Addressing the issue of the African roots of anti-slavery music and their interconnection, particularly in the case of Gnaoua in Morocco, Izaline Calister told Yabiladi that “this tells us, throughout history, that we can try to destroy populations, communities, but that through the artistic expression that music allows, people always find a way to give themselves strength, courage and determination to stick to their values, to overcome their collective pain and drama.” “In my opinion, music has served this purpose for several centuries. From Africa, several groups of people have been uprooted and taken somewhere else, but they have never forgotten who they are,” the artist added.

Ph. Peter Putters, Musica Mundo – Rhythms of the World

For Izaline Calister, “music also tells us this: looking more closely, we realize that each of these populations of African origin has taken their music with them. Then, depending on where she lived, she adapted these sounds to local or regional specificities. “This is why we find elements in common in all of this music, everywhere in the world. This is what gives people a power of resistance and a means of expression to tell their stories, as in a form of communion on a global scale,” she told us.
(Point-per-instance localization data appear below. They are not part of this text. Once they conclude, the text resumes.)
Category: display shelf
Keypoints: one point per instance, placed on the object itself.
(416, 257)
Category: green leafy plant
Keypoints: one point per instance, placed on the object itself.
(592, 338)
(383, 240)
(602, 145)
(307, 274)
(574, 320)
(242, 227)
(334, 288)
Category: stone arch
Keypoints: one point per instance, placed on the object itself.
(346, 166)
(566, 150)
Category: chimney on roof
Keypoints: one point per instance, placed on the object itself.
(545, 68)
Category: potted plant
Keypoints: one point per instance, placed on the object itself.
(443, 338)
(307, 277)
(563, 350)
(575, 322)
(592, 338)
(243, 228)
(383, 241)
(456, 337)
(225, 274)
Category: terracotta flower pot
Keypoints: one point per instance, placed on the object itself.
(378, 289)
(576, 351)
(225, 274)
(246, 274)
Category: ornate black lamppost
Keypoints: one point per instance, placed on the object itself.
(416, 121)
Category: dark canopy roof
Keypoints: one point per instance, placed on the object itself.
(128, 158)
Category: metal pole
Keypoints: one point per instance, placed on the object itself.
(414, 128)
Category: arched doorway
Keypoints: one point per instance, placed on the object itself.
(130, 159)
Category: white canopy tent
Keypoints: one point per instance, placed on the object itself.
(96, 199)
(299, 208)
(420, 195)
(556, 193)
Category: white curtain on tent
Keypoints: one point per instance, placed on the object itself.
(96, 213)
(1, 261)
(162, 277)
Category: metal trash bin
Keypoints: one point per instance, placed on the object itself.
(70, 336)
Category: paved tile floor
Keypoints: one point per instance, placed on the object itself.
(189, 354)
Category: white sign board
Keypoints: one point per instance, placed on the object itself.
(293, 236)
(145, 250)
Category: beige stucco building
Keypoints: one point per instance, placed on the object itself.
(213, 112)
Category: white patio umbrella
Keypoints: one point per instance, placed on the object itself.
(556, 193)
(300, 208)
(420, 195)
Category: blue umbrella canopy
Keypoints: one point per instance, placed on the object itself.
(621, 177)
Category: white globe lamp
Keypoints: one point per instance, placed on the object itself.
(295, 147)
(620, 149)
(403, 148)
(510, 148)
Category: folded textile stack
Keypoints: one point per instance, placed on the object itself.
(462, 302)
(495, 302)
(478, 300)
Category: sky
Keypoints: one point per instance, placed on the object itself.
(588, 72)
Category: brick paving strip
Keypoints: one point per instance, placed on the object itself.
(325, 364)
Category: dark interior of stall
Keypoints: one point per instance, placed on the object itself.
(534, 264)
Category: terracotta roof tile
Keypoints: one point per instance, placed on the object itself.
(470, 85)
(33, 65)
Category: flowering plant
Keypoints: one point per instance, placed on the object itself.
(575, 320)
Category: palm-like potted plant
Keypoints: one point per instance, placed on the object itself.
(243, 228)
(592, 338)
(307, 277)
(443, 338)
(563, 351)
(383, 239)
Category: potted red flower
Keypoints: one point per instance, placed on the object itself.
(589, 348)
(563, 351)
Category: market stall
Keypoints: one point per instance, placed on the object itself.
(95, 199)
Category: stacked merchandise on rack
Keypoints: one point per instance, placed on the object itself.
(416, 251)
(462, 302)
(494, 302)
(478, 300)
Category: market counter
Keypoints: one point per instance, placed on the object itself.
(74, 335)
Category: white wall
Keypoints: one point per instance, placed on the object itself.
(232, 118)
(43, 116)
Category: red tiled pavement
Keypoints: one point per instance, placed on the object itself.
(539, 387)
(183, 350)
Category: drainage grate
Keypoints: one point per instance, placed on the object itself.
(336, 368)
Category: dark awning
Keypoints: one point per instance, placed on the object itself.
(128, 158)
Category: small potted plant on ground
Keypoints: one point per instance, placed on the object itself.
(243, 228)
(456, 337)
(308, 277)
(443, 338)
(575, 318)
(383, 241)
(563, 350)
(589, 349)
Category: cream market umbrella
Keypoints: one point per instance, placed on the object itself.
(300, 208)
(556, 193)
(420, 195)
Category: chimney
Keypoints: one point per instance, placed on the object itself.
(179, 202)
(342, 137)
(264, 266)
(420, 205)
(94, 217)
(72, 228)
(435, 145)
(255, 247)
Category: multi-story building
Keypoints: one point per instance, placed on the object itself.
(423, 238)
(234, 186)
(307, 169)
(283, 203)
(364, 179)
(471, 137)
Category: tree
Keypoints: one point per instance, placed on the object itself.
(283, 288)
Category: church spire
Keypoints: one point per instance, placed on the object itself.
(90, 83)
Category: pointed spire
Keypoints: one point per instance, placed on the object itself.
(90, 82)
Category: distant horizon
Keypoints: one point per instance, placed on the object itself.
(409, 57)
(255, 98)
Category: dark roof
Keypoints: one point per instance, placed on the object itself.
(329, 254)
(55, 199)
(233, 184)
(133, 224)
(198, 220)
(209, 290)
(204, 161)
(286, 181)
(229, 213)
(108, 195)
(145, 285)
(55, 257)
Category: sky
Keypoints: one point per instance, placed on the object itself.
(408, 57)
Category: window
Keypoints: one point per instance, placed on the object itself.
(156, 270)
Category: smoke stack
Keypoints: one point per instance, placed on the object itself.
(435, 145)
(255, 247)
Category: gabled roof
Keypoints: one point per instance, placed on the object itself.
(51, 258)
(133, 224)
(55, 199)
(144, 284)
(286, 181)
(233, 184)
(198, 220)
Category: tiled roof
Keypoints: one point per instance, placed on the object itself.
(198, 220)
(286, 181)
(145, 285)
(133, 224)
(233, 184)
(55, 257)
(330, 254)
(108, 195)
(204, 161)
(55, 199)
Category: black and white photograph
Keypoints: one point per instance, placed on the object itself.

A musical journey through history, rhythm and harmony

In the second part of this screening session, the second documentary shown is “Nomads in Music”, the four-handed work of Thijs Borsten and Hassan Elammouri. Also in the form of a musical road movie, the film offers an immersion in the Saharan sounds of Morocco. The cultural programmer took Thijs there, to discover the group Tarwa’ N Tiniri, who also performed at Musica Mundo in 2022. As this journey progresses, it is an artistic questioning of the essence of music between rhythm and harmony which develops.

“Most of the musical programming here in Europe remains based on harmony,” notes Hassan Elammouri, who says he wants to offer other colors than the commonly accepted “retromania.” “It seemed important to me to create a space of diversity, where harmony has its place, but also rhythm,” the cultural actor told us, who advocates this mix in this documentary as well as in the festival initiated by the foundation he created himself.

“In this configuration, it must be said that Africa remains an artistic cradle and a base for several forms of music par excellence. It is taken as a reference by all those who work on rhythms, without forgetting of course other artistic strongholds rich in ancestral creation, such as India, Asia, Jamaica and Latin America in general.

Hassan Elammouri

For the initiator of Musica Mundo, “it is all the importance of opening up to this whole, particularly in times of political divisions, in order to create a dialogue so that we can be close or in phase with music, and therefore cultures, even if they do not seem to us to be ours in the first place. In this same spirit, diversity as a richness as great as the world is celebrated in Amersfoort throughout this festival, as evidenced by the daily program of concerts.